From a side door he was joined by a superb singer Sy Smith. She then joined him on stage with “I Can Hardly Wait To Have You in My Arms.” That evolved into vocalese as they traded riffs. Then they camped as side-by-side he blew trumpet while she manipulated the valves.
That was followed by Cameron’s turn in the solo spotlight which was an exercise in blatant, crowd pleasing, excess. She ended her bit in a Statue of Liberty pose with an arm thrust into the night air with a bow instead of a torch. It was a classic stadium rock move.
Following this embarrassment Botti made the remark about Cirque de Soleil with a Led Zeppelin twist. He added comments that the easy on the eyes violinist is inspiring him to take up yoga and loose weight.
Highlighting another best selling CD, and collaborations with David Foster, he featured the title tune “Italia.” The recording included the Italian singer Andrea Bocelli. With a quip that he speculated that the tenor couldn’t catch a direct flight. In an ersatz Italian accent he introduced the tenor George Komsky who was thrilled to make his Tanglewood debut.
Then in an aside Botti reflected that his Italian accent sounded more like Putin. Which may have been a Freudian splip because the singer is from the Ukraine rather than Italy.
Unfortunately the game but lame performance evoked a poor comparison to Bocelli. The singing by Komsky was barely adequate.

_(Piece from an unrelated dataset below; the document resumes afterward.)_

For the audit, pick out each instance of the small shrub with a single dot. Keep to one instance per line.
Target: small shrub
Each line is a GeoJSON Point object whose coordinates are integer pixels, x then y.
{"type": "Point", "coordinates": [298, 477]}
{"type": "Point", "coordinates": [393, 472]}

Nearing the end of the performance drummer Lee Pearson was featured. Earlier in the program we were stunned by the ability of one of the most gifted percussionists of his generation. During those too brief jazz numbers you were reminded of the bop master Max Roach. With the solo performance I recalled the trickery of the facile Buddy Rich.
Pearson put on a clinic of jazz drumming. He worked with a basic kit augmented by two tom tom drums. There were six cymbals in addition to high hat, and different toned ride cymbals as well as a couple of splash and crash cymbals. He worked them all adroitly.
As we were drawn in by the performance he seemed be having a conversation with the talking drums. He poetically conversed with us in the language of evocative rhythm.
At the end of a particularly intense passage he has a habit of briefly standing. The audience took that as a cue for applause. But then he would take another turn and then another.
By the end of the solo he had thrown in every trick in the book and then some. Taking a riff from Hendrix he played behind his back first with one arm and then with both. It was an unprecedented feat of dexterity. He abandoned the sticks and played drums with his hands including clapping and mojo hand jive.
In the spirit of the excess of the Botti approach he went too far with a bit about balancing a stick on his head. It was difficult whether he was mocking himself or the audience.
Often Botti, Goods and Pearson exchanged knowing glances and inside jokes about selling out and conning the squares. Nobody seemed to notice.
Sure the audience loved it. But I would treasure the opportunity to hear a concert of this truly gifted ensemble playing great jazz straight no chaser. By the end of the evening I was dragged by all the clowning around. Basta to the shuck and jive.
No wonder there were no hipsters in the audience.